| > is it a matter of absolute capacity still being insufficient for current model sizes This. Additionally, models aren't getting smaller, they are getting bigger and to be useful to a wider range of users, they also need more context to go off of, which is even more memory. Previously:
https://news.ycombinator.com/item?id=42003823 It could be partially the DC, but look at the rack density... to get to an equal amount of GPU compute and memory, you need 10x the rack space... https://www.linkedin.com/posts/andrewdfeldman_a-few-weeks-ag... Previously:
https://news.ycombinator.com/item?id=39966620 Now compare that to an NV72 and the direction Dell/CoreWeave/Switch are going in with the EVO containment... far better. One can imagine that AMD might do something similar. https://www.coreweave.com/blog/coreweave-pushes-boundaries-w... |
What I’m still trying to understand is the economics.
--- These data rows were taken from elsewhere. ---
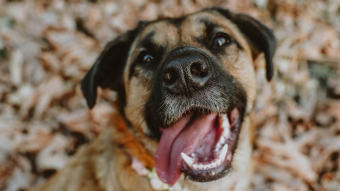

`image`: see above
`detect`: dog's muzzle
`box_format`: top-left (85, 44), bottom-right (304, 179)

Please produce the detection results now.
top-left (162, 47), bottom-right (212, 95)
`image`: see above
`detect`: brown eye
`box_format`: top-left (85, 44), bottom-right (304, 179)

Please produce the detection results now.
top-left (140, 51), bottom-right (154, 64)
top-left (212, 33), bottom-right (232, 49)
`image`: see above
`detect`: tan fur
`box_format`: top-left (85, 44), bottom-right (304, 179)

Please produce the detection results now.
top-left (37, 9), bottom-right (268, 191)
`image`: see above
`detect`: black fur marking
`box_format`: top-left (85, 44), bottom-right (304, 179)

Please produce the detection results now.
top-left (81, 28), bottom-right (140, 109)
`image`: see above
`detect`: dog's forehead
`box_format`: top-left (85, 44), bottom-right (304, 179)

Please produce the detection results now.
top-left (137, 11), bottom-right (239, 48)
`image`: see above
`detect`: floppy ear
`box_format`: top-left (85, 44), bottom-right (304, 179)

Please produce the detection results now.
top-left (213, 8), bottom-right (276, 81)
top-left (81, 29), bottom-right (138, 109)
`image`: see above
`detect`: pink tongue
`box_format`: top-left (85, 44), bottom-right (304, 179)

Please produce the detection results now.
top-left (155, 114), bottom-right (217, 186)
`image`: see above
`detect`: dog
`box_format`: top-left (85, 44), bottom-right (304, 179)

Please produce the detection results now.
top-left (37, 7), bottom-right (276, 191)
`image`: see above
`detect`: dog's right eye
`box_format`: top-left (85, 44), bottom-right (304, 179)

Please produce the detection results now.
top-left (138, 51), bottom-right (154, 64)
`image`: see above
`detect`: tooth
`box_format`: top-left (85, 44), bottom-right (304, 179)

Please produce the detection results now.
top-left (218, 144), bottom-right (228, 162)
top-left (181, 152), bottom-right (194, 166)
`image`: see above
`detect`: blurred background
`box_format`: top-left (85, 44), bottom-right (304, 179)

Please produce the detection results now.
top-left (0, 0), bottom-right (340, 191)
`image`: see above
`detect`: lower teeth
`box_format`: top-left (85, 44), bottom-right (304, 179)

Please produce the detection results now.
top-left (181, 144), bottom-right (228, 170)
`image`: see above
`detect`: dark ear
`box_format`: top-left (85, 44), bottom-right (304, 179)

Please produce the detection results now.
top-left (81, 29), bottom-right (138, 109)
top-left (213, 8), bottom-right (276, 81)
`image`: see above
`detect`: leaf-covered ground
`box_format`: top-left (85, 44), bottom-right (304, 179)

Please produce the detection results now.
top-left (0, 0), bottom-right (340, 191)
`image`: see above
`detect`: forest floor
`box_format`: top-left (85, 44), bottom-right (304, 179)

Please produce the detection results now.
top-left (0, 0), bottom-right (340, 191)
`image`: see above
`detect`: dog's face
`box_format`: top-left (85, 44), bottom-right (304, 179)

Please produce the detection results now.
top-left (82, 8), bottom-right (275, 185)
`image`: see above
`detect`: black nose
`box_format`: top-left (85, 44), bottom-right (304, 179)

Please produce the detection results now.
top-left (162, 49), bottom-right (211, 93)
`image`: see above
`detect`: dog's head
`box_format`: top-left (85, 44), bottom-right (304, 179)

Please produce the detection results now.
top-left (82, 8), bottom-right (275, 185)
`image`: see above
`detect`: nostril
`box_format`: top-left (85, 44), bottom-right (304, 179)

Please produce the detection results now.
top-left (163, 69), bottom-right (177, 85)
top-left (190, 62), bottom-right (209, 78)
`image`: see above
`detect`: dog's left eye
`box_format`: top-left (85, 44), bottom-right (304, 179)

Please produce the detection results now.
top-left (212, 33), bottom-right (232, 49)
top-left (139, 51), bottom-right (154, 64)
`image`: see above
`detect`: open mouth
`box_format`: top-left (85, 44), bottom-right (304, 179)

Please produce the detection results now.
top-left (155, 108), bottom-right (241, 186)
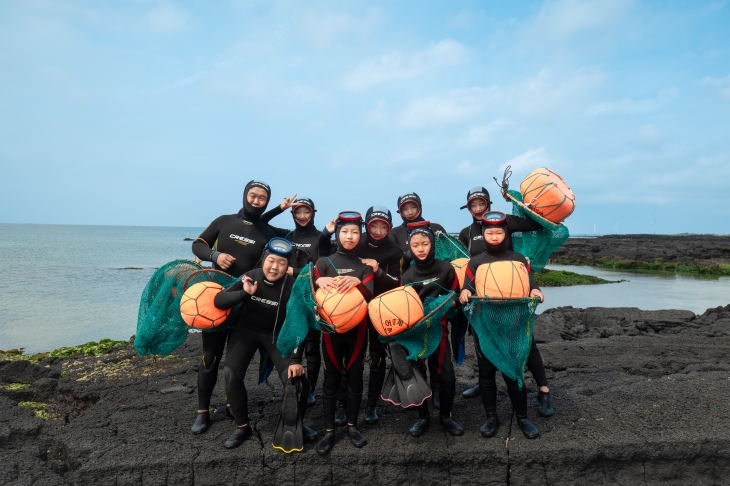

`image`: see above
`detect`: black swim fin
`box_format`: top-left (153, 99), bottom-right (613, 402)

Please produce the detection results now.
top-left (380, 366), bottom-right (400, 406)
top-left (388, 342), bottom-right (432, 408)
top-left (272, 378), bottom-right (304, 454)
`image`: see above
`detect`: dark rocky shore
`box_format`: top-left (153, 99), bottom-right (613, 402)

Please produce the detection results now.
top-left (0, 305), bottom-right (730, 486)
top-left (551, 235), bottom-right (730, 275)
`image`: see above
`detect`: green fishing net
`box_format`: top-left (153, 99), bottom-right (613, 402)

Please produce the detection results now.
top-left (134, 260), bottom-right (238, 355)
top-left (463, 297), bottom-right (539, 389)
top-left (276, 263), bottom-right (327, 356)
top-left (507, 190), bottom-right (570, 272)
top-left (378, 292), bottom-right (456, 361)
top-left (435, 231), bottom-right (469, 262)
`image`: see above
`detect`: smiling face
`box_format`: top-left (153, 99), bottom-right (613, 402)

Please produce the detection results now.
top-left (400, 201), bottom-right (421, 219)
top-left (340, 224), bottom-right (360, 250)
top-left (294, 206), bottom-right (312, 226)
top-left (262, 254), bottom-right (289, 282)
top-left (246, 187), bottom-right (269, 208)
top-left (469, 197), bottom-right (487, 220)
top-left (368, 220), bottom-right (390, 240)
top-left (484, 228), bottom-right (506, 246)
top-left (408, 235), bottom-right (431, 260)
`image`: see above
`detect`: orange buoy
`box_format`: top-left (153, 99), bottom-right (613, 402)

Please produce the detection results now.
top-left (474, 261), bottom-right (530, 300)
top-left (180, 282), bottom-right (231, 329)
top-left (520, 167), bottom-right (575, 224)
top-left (314, 277), bottom-right (368, 334)
top-left (368, 287), bottom-right (423, 336)
top-left (451, 258), bottom-right (469, 290)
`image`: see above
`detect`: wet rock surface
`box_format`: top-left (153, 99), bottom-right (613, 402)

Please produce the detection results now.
top-left (551, 235), bottom-right (730, 265)
top-left (0, 305), bottom-right (730, 486)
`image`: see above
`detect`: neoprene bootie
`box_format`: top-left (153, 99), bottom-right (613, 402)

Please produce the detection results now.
top-left (347, 424), bottom-right (368, 449)
top-left (461, 383), bottom-right (481, 399)
top-left (190, 412), bottom-right (210, 434)
top-left (537, 392), bottom-right (555, 417)
top-left (223, 425), bottom-right (251, 449)
top-left (365, 407), bottom-right (380, 425)
top-left (431, 391), bottom-right (441, 410)
top-left (517, 417), bottom-right (540, 439)
top-left (440, 417), bottom-right (464, 437)
top-left (335, 404), bottom-right (347, 427)
top-left (408, 419), bottom-right (431, 437)
top-left (302, 424), bottom-right (319, 443)
top-left (317, 430), bottom-right (335, 456)
top-left (479, 415), bottom-right (499, 438)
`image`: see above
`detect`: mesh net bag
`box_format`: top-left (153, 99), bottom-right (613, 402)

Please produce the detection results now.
top-left (276, 263), bottom-right (328, 356)
top-left (435, 231), bottom-right (469, 262)
top-left (507, 190), bottom-right (570, 272)
top-left (463, 297), bottom-right (539, 390)
top-left (134, 260), bottom-right (201, 354)
top-left (378, 292), bottom-right (456, 361)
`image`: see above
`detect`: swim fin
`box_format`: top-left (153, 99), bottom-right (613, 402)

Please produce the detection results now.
top-left (272, 378), bottom-right (304, 454)
top-left (388, 342), bottom-right (432, 408)
top-left (380, 366), bottom-right (400, 406)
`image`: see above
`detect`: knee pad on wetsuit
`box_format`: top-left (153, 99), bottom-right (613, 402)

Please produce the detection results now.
top-left (200, 354), bottom-right (218, 373)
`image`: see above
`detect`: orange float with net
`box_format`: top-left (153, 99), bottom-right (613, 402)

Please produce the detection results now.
top-left (451, 258), bottom-right (469, 290)
top-left (474, 261), bottom-right (530, 300)
top-left (314, 277), bottom-right (368, 334)
top-left (520, 167), bottom-right (575, 224)
top-left (368, 287), bottom-right (423, 336)
top-left (180, 282), bottom-right (231, 329)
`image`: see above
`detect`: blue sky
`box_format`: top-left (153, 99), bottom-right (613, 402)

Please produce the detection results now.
top-left (0, 0), bottom-right (730, 234)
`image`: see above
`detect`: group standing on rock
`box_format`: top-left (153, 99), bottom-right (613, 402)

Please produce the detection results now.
top-left (186, 181), bottom-right (553, 455)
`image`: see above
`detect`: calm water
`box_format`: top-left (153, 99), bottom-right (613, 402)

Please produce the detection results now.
top-left (0, 224), bottom-right (730, 353)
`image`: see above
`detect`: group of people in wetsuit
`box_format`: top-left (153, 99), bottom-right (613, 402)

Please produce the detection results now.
top-left (192, 181), bottom-right (553, 455)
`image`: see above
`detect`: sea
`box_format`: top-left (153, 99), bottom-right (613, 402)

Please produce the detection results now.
top-left (0, 224), bottom-right (730, 354)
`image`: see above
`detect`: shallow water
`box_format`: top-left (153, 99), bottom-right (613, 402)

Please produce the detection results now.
top-left (0, 224), bottom-right (730, 353)
top-left (537, 265), bottom-right (730, 314)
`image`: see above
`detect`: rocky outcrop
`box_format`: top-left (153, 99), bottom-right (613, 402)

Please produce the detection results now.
top-left (0, 306), bottom-right (730, 486)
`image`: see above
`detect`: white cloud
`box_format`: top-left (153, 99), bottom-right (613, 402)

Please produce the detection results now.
top-left (144, 5), bottom-right (187, 34)
top-left (459, 118), bottom-right (511, 147)
top-left (528, 0), bottom-right (633, 39)
top-left (299, 8), bottom-right (385, 47)
top-left (344, 39), bottom-right (467, 90)
top-left (586, 90), bottom-right (677, 116)
top-left (700, 74), bottom-right (730, 101)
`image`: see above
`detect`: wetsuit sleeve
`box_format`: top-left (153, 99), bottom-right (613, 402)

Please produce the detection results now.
top-left (213, 280), bottom-right (251, 310)
top-left (507, 214), bottom-right (542, 233)
top-left (357, 267), bottom-right (374, 302)
top-left (192, 216), bottom-right (230, 263)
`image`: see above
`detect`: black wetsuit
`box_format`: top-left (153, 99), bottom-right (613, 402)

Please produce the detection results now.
top-left (352, 233), bottom-right (403, 407)
top-left (214, 268), bottom-right (309, 425)
top-left (262, 206), bottom-right (332, 392)
top-left (314, 248), bottom-right (373, 430)
top-left (459, 214), bottom-right (542, 256)
top-left (192, 183), bottom-right (288, 410)
top-left (459, 214), bottom-right (547, 386)
top-left (464, 244), bottom-right (540, 417)
top-left (401, 251), bottom-right (459, 419)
From this benchmark: https://artificialanalysis.ai/models/llama-4-scout/providers...
Groq seems to offer near lowest prices per million tokens and the near fastest end to end response times. That’s surprising because in my understanding, speed(latency) and the cost are trade-offs.
So I’m wondering: Why can’t GPU-based providers can't offer cheaper but slower(high-latency) APIs? Or do you think Groq/Cerebras are pricing much below cost (loss-leader style)?